Creating a Model Deployment with Autoscaling Using a Custom Metric

Learn how to create a model deployment with an autoscaling policy using a custom metric.

    1. On the Projects list page, select the project that you want to add the model deployment to. If you need help finding the list page or the project, see Listing Projects.
    2. On the project details page, select Model deployments.
    3. Select Create model deployment.
    4. On the Create model deployment page, enter the following information.
      • Autoscaling configuration (Optional): Select Enable autoscaling and enter the following information.
        • Minimum number of instances
        • Maximum number of instances
        • Cooldown period in seconds
        • Scaling metric type

          To use the custom scaling metric option, select Custom, and then specify the scale-in and scale-out queries.

          Important

          Include the following text in each MQL query to reference the resource OCID: {resourceId = "MODEL_DEPLOYMENT_OCID"}
        • Scale-in threshold in percentage
        • Scale-out threshold in percentage
        • Advanced options (Optional): Autoscale the load balancer. Set the value of maximum bandwidth to be more than the minimum bandwidth value, and no more than twice the minimum bandwidth value.
          • Scale-in instance count step
          • Scale-out instance count step
      • Update other fields as needed. For field descriptions, see Creating a Model Deployment.
    5. Select Create.
  • Use the oci data-science model-deployment create command and required parameters to create a model deployment:

    oci data-science model-deployment create --required-param-name variable-name ... [OPTIONS]
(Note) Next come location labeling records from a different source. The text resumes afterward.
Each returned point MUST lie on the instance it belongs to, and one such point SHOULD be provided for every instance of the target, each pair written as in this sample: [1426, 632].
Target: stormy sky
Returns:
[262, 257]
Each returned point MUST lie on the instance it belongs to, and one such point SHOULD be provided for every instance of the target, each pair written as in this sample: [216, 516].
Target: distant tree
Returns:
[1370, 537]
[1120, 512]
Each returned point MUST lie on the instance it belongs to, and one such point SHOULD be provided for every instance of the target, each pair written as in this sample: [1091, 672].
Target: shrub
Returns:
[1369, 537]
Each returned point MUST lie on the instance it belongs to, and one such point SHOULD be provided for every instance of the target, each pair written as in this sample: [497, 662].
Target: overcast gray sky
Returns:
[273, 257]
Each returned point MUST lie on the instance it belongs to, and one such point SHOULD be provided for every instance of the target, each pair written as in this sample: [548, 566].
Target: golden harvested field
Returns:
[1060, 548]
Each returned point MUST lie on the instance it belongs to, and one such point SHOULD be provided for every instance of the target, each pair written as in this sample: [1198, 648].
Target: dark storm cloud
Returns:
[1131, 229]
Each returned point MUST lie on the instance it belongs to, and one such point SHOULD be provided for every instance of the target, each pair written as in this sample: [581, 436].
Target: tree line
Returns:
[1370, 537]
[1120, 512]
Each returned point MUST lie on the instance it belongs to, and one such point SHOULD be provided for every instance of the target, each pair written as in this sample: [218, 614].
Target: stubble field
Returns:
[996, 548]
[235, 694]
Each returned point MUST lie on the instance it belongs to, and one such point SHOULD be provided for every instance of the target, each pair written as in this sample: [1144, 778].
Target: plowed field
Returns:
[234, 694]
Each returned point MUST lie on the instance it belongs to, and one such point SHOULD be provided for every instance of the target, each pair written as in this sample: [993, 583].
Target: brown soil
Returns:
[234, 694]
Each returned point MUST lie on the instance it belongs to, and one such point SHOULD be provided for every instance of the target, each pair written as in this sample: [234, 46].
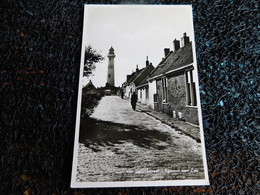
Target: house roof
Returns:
[143, 74]
[134, 75]
[174, 60]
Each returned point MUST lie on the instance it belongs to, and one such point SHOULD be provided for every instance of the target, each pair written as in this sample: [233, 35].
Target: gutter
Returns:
[178, 69]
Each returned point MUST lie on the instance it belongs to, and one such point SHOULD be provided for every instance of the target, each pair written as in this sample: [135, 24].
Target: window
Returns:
[155, 98]
[165, 89]
[190, 88]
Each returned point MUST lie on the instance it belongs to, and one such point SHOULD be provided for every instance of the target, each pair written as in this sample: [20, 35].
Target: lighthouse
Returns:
[110, 71]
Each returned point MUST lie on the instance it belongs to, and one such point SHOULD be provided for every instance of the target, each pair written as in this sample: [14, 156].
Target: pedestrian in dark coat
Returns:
[133, 100]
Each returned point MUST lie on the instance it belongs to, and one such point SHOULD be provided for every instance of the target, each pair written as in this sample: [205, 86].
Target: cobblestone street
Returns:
[119, 144]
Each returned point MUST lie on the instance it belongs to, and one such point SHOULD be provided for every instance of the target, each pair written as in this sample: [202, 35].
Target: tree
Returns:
[91, 58]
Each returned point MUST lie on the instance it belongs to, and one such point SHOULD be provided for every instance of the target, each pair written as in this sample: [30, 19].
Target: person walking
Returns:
[133, 100]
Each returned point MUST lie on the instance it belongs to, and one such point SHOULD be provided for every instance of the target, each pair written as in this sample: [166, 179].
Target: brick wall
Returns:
[176, 99]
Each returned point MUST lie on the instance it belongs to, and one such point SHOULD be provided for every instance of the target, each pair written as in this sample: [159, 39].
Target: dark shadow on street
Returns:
[95, 134]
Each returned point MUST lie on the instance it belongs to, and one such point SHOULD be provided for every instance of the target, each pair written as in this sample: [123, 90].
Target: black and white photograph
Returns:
[139, 120]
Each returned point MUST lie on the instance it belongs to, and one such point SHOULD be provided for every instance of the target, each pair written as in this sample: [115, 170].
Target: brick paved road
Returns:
[119, 144]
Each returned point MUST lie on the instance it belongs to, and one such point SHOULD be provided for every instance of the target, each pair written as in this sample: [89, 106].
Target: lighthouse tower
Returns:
[110, 72]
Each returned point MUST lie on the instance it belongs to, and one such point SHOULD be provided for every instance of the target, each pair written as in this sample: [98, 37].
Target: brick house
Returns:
[174, 83]
[136, 80]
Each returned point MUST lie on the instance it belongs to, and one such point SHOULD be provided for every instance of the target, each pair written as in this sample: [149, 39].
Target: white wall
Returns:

    For example, deploy a model:

    oci data-science model-deployment create \
    --compartment-id <MODEL_DEPLOYMENT_COMPARTMENT_OCID> \
    --model-deployment-configuration-details file://<MODEL_DEPLOYMENT_CONFIGURATION_FILE> \
    --project-id <PROJECT_OCID> \
    --display-name <MODEL_DEPLOYMENT_NAME>

    Use this model deployment JSON configuration file:

    {
      "deploymentType": "SINGLE_MODEL",
      "modelConfigurationDetails": {
        "modelId": "ocid1.datasciencemodel.oc1.iad.amaaaaaav66vvnias2wuzfkwmkkmxficse3pty453vs3xtwlmwvsyrndlx2q",
        "instanceConfiguration": {
          "instanceShapeName": "VM.Standard.E4.Flex",
          "modelDeploymentInstanceShapeConfigDetails": {
            "ocpus": 1,
            "memoryInGBs": 16
          }
        },
        "scalingPolicy": {
          "policyType": "AUTOSCALING",
          "coolDownInSeconds": 650,
          "isEnabled": true,
          "autoScalingPolicies": [
            {
              "autoScalingPolicyType": "THRESHOLD",
              "initialInstanceCount": 1,
              "maximumInstanceCount": 2,
              "minimumInstanceCount": 1,
              "rules": [
                {
                  "metricExpressionRuleType": "CUSTOM_EXPRESSION",
                  "scaleInConfiguration": {
                    "scalingConfigurationType": "QUERY",
                    "pendingDuration": "PT5M",
                    "instanceCountAdjustment": 1,
                    "query": "MemoryUtilization[1m]{resourceId = 'MODEL_DEPLOYMENT_OCID'}.grouping().mean() < 10"
                  },
                  "scaleOutConfiguration": {
                    "scalingConfigurationType": "QUERY",
                    "pendingDuration": "PT3M",
                    "instanceCountAdjustment": 1,
                    "query": "MemoryUtilization[1m]{resourceId = 'MODEL_DEPLOYMENT_OCID'}.grouping().mean() > 65"
                  }
                }
              ]
            }
          ]
        },
        "bandwidthMbps": 10,
        "maximumBandwidthMbps": 20
      }
    }

    For a complete list of parameters and values for CLI commands, see the CLI Command Reference.

  • Use the CreateModelDeployment operation to create a model deployment using the custom scaling metric type.